Intanto il fiume continua ad allargarsi e a ricordami il mio Po. La navigazione più serena in questo tratto mi porta ad appisolarmi di nuovo. Mi risveglio che stiamo attraversando l’ultimo grande villaggio prima di immetterci nel lago Tonle Sap. Mi rendo conto che sto dormendo molto, non so se sia il fuso orario o che sono partito molto stanco (oltre al viaggio che non ha molto aiutato).

Il Tonle Sap è enorme. Non riesco a vederne i confini quando lo raggiungiamo. L’unico punto di riferimento è una montagna solitaria all’orizzonte, che poi è la nostra destinazione. Le acque sono scure e profonde. Navighiamo per almeno due ore prima di raggiungere una insenatura vicina alla montagna solitaria. Il sole sta scendendo e mentre sbarchiamo arriva il tramonto.

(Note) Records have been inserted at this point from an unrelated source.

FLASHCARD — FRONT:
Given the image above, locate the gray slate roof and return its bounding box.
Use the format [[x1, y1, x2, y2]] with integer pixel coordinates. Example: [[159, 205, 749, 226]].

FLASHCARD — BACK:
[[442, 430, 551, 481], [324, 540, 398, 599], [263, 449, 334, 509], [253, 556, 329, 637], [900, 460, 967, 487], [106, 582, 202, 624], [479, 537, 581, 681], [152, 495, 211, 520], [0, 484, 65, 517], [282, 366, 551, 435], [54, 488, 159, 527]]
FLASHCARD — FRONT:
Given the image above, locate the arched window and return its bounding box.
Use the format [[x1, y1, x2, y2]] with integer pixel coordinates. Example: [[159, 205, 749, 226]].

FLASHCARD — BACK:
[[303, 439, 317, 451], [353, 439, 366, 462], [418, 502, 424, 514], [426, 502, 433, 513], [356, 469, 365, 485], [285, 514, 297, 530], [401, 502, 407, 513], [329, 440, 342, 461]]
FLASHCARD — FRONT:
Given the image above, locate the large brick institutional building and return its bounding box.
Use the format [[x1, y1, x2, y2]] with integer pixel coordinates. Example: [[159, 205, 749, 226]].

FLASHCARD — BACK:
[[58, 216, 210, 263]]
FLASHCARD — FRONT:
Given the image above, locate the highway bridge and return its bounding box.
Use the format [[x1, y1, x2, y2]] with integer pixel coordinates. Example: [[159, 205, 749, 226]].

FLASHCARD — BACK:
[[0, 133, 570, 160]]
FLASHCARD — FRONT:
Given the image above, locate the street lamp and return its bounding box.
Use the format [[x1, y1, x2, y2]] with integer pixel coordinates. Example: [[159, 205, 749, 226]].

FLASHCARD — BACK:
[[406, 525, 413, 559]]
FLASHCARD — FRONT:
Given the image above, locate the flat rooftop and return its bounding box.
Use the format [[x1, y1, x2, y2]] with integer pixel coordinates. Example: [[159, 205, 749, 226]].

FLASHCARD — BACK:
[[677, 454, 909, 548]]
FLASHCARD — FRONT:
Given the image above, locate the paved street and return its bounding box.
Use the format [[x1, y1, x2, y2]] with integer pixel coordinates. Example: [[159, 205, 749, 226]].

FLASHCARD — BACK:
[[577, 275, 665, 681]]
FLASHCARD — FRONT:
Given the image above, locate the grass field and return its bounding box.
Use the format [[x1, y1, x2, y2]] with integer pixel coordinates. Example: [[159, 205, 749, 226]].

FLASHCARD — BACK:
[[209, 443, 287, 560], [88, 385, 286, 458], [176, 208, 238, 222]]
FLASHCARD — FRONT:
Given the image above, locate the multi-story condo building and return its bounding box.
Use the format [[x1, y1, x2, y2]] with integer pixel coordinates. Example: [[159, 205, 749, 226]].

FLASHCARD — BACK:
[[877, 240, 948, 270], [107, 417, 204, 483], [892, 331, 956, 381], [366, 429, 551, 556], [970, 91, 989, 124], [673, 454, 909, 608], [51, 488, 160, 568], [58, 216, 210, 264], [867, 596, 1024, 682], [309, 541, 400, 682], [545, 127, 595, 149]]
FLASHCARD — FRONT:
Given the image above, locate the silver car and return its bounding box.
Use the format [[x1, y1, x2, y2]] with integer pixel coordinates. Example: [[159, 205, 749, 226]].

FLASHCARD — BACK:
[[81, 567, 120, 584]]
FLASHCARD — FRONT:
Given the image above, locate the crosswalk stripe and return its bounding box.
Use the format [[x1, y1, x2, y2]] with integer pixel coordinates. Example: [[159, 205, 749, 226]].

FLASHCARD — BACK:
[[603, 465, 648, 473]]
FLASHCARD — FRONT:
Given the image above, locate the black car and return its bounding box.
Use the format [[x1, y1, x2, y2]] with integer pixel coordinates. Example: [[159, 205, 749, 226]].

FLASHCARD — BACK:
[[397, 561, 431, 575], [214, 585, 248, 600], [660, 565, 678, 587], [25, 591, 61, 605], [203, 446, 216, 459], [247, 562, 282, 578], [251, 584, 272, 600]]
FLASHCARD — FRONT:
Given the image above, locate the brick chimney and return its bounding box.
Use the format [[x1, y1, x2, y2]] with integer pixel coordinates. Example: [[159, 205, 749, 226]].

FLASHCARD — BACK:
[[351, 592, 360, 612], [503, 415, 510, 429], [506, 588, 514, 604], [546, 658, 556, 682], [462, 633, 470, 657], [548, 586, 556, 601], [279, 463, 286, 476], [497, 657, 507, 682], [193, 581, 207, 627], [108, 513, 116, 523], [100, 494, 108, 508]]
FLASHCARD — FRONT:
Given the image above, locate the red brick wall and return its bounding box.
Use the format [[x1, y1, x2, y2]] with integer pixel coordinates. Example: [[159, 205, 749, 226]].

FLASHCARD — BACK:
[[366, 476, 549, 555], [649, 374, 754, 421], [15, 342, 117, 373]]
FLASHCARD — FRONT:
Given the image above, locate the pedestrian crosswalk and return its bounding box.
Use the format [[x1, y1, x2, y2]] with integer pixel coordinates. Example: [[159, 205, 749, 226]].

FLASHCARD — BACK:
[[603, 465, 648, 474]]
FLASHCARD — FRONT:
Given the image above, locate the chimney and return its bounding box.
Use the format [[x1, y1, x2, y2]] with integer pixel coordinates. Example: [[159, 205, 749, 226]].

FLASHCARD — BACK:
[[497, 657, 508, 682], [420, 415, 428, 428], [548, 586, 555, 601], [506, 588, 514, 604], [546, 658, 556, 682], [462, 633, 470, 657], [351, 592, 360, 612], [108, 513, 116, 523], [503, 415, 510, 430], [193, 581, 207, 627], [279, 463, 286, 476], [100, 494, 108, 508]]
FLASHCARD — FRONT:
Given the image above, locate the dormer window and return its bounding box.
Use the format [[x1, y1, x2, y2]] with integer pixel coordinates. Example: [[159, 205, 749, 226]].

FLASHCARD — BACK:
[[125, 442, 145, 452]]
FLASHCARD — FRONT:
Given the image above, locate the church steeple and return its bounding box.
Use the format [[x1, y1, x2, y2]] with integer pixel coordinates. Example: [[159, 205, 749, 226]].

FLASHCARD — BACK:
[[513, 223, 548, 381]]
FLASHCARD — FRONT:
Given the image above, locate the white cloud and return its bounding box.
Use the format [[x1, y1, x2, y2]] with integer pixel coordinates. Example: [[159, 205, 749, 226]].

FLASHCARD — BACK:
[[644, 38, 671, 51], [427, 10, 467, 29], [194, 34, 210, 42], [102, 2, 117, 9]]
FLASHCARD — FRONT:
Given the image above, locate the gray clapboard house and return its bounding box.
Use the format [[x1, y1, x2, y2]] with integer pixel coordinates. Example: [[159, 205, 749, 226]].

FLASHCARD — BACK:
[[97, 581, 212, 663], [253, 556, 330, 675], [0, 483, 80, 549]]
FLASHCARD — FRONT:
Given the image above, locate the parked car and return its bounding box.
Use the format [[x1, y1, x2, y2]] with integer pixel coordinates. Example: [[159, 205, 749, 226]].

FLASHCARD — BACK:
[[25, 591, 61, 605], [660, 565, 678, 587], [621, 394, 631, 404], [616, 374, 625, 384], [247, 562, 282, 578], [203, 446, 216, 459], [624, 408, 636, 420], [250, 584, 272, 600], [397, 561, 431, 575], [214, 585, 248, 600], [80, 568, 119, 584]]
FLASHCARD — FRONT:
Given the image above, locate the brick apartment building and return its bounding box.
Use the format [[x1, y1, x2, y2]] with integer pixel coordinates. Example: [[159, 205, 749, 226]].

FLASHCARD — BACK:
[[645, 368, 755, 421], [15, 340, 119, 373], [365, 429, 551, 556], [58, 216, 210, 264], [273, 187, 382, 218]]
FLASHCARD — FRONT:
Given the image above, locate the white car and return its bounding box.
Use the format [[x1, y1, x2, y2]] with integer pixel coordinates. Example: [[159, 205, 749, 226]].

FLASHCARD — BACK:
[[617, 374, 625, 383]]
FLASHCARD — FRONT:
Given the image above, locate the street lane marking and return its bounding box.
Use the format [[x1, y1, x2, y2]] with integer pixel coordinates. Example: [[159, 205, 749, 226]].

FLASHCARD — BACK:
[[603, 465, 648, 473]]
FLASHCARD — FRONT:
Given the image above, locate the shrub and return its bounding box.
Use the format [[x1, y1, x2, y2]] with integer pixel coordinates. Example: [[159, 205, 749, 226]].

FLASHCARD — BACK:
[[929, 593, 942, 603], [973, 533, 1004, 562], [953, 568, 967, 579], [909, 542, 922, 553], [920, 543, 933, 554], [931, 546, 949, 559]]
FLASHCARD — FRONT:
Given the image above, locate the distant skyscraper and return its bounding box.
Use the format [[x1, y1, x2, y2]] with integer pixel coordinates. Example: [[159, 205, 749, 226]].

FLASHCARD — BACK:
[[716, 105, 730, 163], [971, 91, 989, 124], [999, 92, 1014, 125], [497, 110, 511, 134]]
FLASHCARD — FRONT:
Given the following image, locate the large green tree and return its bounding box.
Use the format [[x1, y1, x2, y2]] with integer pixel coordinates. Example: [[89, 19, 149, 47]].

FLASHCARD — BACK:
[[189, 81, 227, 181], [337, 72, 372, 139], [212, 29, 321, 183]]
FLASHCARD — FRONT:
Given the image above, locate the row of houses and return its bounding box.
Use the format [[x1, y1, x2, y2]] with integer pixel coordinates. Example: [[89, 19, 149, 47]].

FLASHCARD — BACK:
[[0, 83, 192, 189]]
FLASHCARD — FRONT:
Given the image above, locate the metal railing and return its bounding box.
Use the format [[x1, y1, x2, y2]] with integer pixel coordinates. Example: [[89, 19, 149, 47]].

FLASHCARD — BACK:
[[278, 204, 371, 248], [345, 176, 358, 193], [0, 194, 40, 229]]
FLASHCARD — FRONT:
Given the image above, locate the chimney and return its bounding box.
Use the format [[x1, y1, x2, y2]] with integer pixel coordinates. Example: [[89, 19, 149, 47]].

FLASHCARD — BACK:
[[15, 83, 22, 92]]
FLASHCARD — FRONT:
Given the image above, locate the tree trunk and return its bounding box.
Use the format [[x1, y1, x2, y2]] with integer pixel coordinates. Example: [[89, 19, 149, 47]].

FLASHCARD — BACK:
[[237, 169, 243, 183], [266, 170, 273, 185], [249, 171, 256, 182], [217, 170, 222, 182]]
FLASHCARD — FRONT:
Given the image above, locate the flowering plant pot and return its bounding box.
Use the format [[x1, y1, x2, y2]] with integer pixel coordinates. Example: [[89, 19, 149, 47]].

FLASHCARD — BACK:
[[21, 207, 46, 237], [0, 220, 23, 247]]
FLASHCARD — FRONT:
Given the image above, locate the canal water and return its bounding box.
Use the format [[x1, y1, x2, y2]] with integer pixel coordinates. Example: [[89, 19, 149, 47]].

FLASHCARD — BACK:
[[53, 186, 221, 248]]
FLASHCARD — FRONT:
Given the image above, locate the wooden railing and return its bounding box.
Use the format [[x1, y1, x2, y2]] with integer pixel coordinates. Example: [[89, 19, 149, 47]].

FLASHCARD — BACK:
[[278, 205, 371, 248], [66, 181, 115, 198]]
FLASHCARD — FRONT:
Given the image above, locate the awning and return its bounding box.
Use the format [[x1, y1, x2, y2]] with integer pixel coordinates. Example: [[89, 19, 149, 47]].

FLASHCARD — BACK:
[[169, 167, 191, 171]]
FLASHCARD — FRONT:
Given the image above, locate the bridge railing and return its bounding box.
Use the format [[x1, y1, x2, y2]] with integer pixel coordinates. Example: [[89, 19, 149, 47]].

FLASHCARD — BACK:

Saliamo su un pulmino che ci porta a Siem Reap dove alloggeremo per quattro notti. Vorremmo andare a vedere Pub Street, la zona dei locali dove c’è la movida, per iniziare a farci una idea per Capodanno, ma siamo stanchi tutti quanti. Ceniamo non troppo lontano dall’albergo, in un ristorantino molto street, dove mangio del semplice riso fritto con verdure e provo delle rane fritte.

Dopo cena rientriamo, domani la sveglia sarà prima dell’alba!